Risks of blood clots in legs and lungs are twice as high for women using the birth-control patch instead of the pill, says a study reported by the drug maker and the Food and Drug Administration.
Dr. Daniel Shames of the FDA said Friday the new findings don't require immediate action by the government, but he urged concerned women to discuss the risk with their physicians.
One new study found users of the Ortho Evra patch had twice the risk of clots compared with women taking birth-control pills, although a second analysis found no difference in risk between the two forms of birth control.
"For some people, the patch may be better because some people don't reliably take the pill, or don't want to take the pill or forget the pill," Shames said. "So the patch does offer them some alternative for contraception."
"On the other hand, we need to interpret what these results mean," he said. "But these results are preliminary, so we can't make hard comments about it."
This isn't the first time problems have the patch have been reported. Dozens of lawsuits have been filed on behalf of women who claim serious side effects, and CBS News reported last November documents released by Ortho McNeil as part of one of those suits appear to indicate a much higher risk that even the numbers revealed today.
Over a two-year period, more than 500 serious side effects were reported by women using the patch, including blood clots, strokes and heart attacks, reports CBS News correspondent Cynthia Bowers.
The results of the two studies were made public Thursday by the patch's manufacturer, Ortho Women's Health & Urology. The Raritan, N.J.-based company is owned by Johnson & Johnson.
Last year an investigation by The Associated Press, citing federal death and injury reports, found higher rates of blood clots in women using the patch.
While one of the newly reported studies found no increased risk of clots, the interim results from the second suggested a twofold increase in the risk of venous thromboembolic events, or clots in the legs and lungs, in women using the patch, Ortho said.
However, because the confidence intervals of the results for the two forms of contraceptive overlap, there actually may be no increased risk from the patch or it may be more than double, said Shames, FDA's director for reproductive and urologic drug products.
He said the risk of a nonfatal blood clot is about one per year in 10,000 women not using a contraceptive. For those using a hormonal contraceptive such as the patch or pill, the risk rises to between three and five per 10,000, he said.
"These are fairly unusual events," said Shames. He noted that in pre-approval testing of the patch on about 3,000 women there were two reports of blood clots, but one involved a woman who had had surgery.
The ongoing studies also are looking at the risk of heart attacks and strokes among users of the two types of contraception. Currently there is no difference but the numbers are small and it will take another 18 months to see if a difference occurs, Shames said.

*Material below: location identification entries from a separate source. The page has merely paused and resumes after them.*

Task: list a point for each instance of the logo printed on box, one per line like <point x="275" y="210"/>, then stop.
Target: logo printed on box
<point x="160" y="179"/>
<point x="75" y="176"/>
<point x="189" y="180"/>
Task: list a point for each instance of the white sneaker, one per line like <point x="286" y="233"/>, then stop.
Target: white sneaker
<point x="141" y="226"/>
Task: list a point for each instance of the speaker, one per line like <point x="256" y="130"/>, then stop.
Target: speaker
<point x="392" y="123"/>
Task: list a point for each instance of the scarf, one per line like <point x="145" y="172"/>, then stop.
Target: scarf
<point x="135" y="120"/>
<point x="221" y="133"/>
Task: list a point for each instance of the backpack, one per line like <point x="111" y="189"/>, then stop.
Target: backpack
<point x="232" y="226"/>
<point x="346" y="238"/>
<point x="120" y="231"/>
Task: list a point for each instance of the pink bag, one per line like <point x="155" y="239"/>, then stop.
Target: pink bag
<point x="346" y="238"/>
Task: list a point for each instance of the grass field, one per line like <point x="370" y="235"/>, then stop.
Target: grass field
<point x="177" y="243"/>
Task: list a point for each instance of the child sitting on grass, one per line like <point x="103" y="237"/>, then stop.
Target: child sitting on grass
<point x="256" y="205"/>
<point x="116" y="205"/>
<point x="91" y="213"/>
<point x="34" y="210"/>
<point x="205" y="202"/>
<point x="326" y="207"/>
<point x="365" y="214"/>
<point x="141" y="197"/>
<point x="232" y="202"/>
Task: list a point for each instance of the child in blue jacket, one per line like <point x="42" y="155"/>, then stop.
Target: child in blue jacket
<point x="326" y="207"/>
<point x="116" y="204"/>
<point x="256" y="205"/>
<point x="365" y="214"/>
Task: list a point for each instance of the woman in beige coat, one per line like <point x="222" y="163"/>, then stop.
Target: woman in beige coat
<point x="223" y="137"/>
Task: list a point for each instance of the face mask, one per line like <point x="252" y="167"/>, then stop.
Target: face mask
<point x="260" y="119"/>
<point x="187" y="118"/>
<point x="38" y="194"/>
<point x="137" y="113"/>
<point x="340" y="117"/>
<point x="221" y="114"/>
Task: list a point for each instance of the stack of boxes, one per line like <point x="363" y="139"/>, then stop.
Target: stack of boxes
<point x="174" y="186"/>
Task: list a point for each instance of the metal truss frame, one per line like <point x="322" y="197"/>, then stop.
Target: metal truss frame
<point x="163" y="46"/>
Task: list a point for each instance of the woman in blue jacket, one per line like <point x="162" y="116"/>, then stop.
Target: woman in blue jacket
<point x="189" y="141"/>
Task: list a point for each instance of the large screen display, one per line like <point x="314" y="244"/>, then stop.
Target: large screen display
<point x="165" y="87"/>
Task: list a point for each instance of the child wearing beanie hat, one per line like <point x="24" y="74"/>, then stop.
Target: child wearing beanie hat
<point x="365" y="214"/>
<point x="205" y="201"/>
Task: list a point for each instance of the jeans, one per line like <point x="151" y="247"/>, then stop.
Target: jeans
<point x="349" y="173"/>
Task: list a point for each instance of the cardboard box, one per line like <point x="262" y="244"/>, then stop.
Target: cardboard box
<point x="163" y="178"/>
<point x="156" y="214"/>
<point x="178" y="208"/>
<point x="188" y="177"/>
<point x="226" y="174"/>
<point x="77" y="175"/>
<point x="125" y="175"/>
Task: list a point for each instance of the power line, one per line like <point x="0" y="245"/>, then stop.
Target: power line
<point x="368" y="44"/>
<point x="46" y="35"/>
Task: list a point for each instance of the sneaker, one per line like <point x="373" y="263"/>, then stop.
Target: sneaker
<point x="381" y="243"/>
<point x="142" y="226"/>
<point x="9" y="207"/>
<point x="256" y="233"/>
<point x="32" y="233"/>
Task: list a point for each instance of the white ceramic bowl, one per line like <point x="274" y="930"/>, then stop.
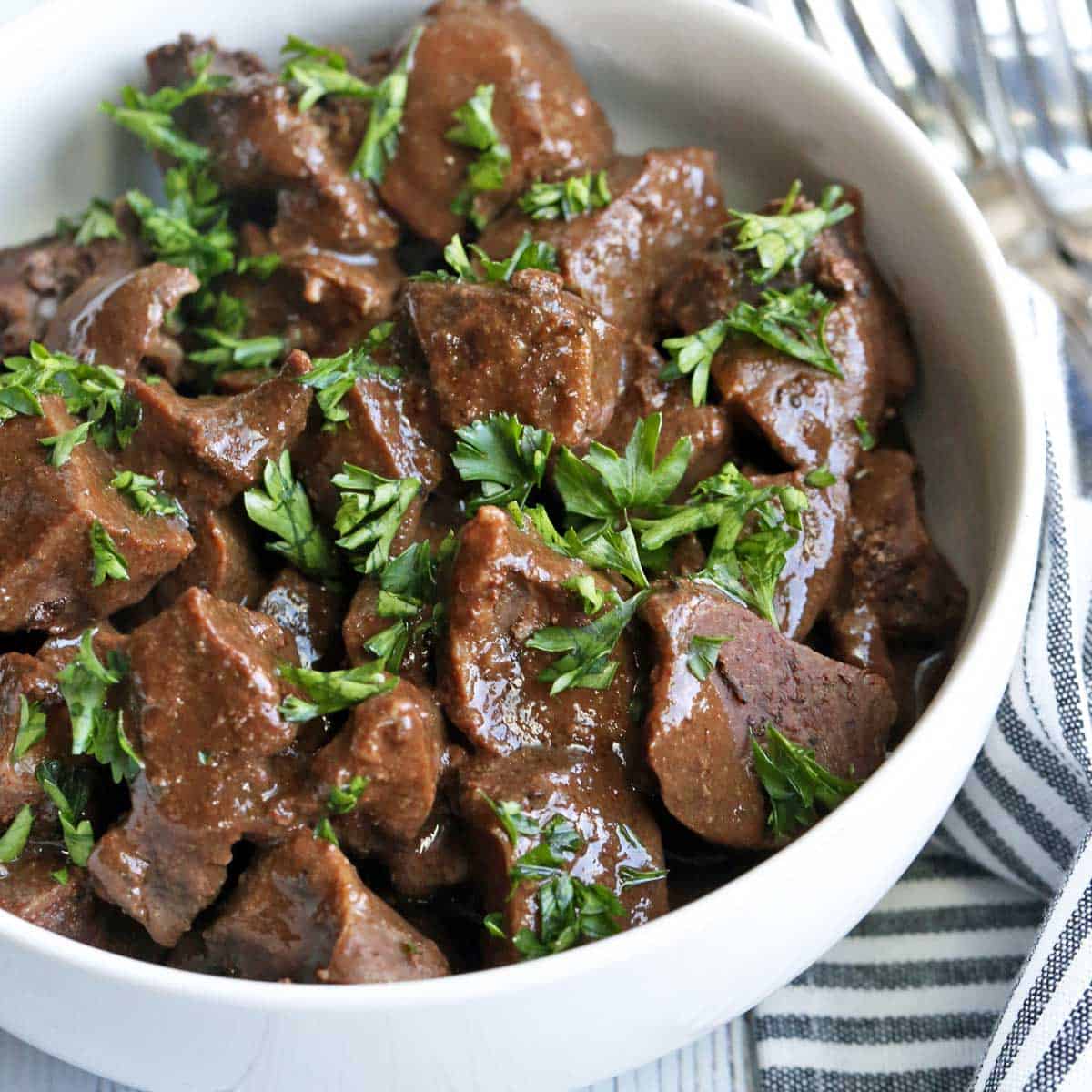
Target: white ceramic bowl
<point x="669" y="74"/>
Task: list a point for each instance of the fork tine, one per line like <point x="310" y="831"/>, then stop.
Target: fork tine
<point x="894" y="59"/>
<point x="834" y="34"/>
<point x="966" y="112"/>
<point x="1042" y="54"/>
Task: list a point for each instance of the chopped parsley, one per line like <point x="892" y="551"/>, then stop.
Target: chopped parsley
<point x="107" y="561"/>
<point x="332" y="692"/>
<point x="150" y="117"/>
<point x="756" y="528"/>
<point x="332" y="377"/>
<point x="32" y="727"/>
<point x="14" y="840"/>
<point x="820" y="478"/>
<point x="568" y="199"/>
<point x="145" y="495"/>
<point x="282" y="508"/>
<point x="370" y="514"/>
<point x="867" y="440"/>
<point x="344" y="798"/>
<point x="319" y="72"/>
<point x="587" y="650"/>
<point x="97" y="730"/>
<point x="505" y="456"/>
<point x="380" y="142"/>
<point x="793" y="322"/>
<point x="476" y="130"/>
<point x="69" y="787"/>
<point x="784" y="239"/>
<point x="702" y="656"/>
<point x="96" y="222"/>
<point x="528" y="255"/>
<point x="795" y="784"/>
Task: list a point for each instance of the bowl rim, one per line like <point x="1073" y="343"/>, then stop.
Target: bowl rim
<point x="978" y="667"/>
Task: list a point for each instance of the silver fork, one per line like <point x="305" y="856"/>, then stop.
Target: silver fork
<point x="1025" y="152"/>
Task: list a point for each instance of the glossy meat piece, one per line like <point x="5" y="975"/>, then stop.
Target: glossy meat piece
<point x="806" y="415"/>
<point x="809" y="581"/>
<point x="308" y="611"/>
<point x="27" y="676"/>
<point x="664" y="206"/>
<point x="262" y="145"/>
<point x="541" y="107"/>
<point x="323" y="301"/>
<point x="202" y="700"/>
<point x="301" y="915"/>
<point x="224" y="561"/>
<point x="506" y="585"/>
<point x="389" y="421"/>
<point x="396" y="741"/>
<point x="616" y="825"/>
<point x="895" y="569"/>
<point x="529" y="349"/>
<point x="698" y="733"/>
<point x="708" y="426"/>
<point x="207" y="451"/>
<point x="37" y="277"/>
<point x="46" y="517"/>
<point x="118" y="319"/>
<point x="28" y="890"/>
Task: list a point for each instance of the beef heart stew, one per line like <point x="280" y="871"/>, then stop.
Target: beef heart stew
<point x="432" y="538"/>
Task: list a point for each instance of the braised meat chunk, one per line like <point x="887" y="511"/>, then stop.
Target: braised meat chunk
<point x="71" y="547"/>
<point x="507" y="585"/>
<point x="543" y="116"/>
<point x="700" y="725"/>
<point x="203" y="699"/>
<point x="434" y="539"/>
<point x="662" y="207"/>
<point x="529" y="349"/>
<point x="598" y="829"/>
<point x="301" y="915"/>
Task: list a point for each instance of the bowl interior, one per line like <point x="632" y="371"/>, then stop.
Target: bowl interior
<point x="693" y="71"/>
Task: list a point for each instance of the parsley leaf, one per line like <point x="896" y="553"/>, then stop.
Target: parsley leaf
<point x="283" y="509"/>
<point x="150" y="116"/>
<point x="32" y="727"/>
<point x="107" y="561"/>
<point x="332" y="692"/>
<point x="344" y="798"/>
<point x="320" y="72"/>
<point x="820" y="478"/>
<point x="568" y="199"/>
<point x="14" y="840"/>
<point x="370" y="513"/>
<point x="604" y="485"/>
<point x="232" y="353"/>
<point x="784" y="238"/>
<point x="145" y="495"/>
<point x="507" y="457"/>
<point x="96" y="730"/>
<point x="867" y="440"/>
<point x="756" y="528"/>
<point x="476" y="130"/>
<point x="795" y="784"/>
<point x="325" y="833"/>
<point x="96" y="222"/>
<point x="69" y="789"/>
<point x="703" y="654"/>
<point x="332" y="377"/>
<point x="380" y="142"/>
<point x="588" y="649"/>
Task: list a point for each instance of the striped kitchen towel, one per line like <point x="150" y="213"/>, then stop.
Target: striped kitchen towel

The company said the risk of clots remains rare and that they have been reported as a potential risk of all hormonal contraceptives.
Release of the interim results comes four months after the FDA warned women that the increased levels of hormones released by the patch put them at higher risk of blood clots and other serious side effects.
Additions to the patch label made in November warned women that they would be exposed to about 60 percent more estrogen than those who use birth-control pills.
Since the patch went on sale in 2002, more than 4 million women have used it.
The investigation by The Associated Press found that patch users die and suffer blood clots at a rate three times higher than women taking the pill. About a dozen women died in 2004 from blood clots believed linked to use of the patch, the AP reported. Dozens more suffered strokes and other clot-linked problems.
Health officials warn that women who smoke should not use the patch, since smoking increases the risk of stroke and heart attack.